Newborn girls who consume soy-based formula are more likely to experience "subtle differences" in some reproductive-system cells and tissues, compared to those who use cow-milk formula or are breastfed, researchers say.
Mothers who do not breastfeed have long used soy formula as an alternative to cow-milk formula, often because of concerns about milk allergies, lactose intolerance, or other feeding difficulties.
However, soy protein contains high amounts of genistein -- an oestrogen-like compound, which can alter the body's endocrine system and potentially interfere with normal hormonal development, the researchers said.
"Modern soy formula has been used safely for decades. However, our observational study found subtle effects in estrogen-responsive tissues in soy-fed infants, and we don't know if these differences are associated with long-term health effects," said lead author Margaret A. Adgent, from the Vanderbilt University in the US.
Its effect was seen more on girls. Compared to girls fed on cow-milk formula, those fed soy formula had developmental trajectories consistent with responses to oestrogen exposure.
Vaginal cell maturational index was found higher and uterine volume decreased more slowly in soy-fed girls, both of which suggest oestrogen-like responses, the findings published in the Journal of Clinical Endocrinology and Metabolism showed.
These differences, however, were subtle and not a cause for alarm, but also reflect a need for further research on the long-term effects of soy-based milks.
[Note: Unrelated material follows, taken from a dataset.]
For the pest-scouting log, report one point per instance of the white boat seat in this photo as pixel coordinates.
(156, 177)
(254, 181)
According to American Academy of Pediatrics, soy formula is indicated for infants with hereditary disorders that make them unable to properly digest milk, such as galactosemia and the rare condition hereditary lactase deficiency.
It also recommends soy formula "in situations in which a vegetarian diet is preferred", but does not recommend soy formula for pre-term infants.
For the study, the team included 283 infant-mother pairs. Out of these 102 infants were exclusively fed on soy formula, 111 on cow-milk formula, and 70 on breast milk. Infant boys were repeatedly measured up to age 28 weeks and infant girls up to age 36 weeks.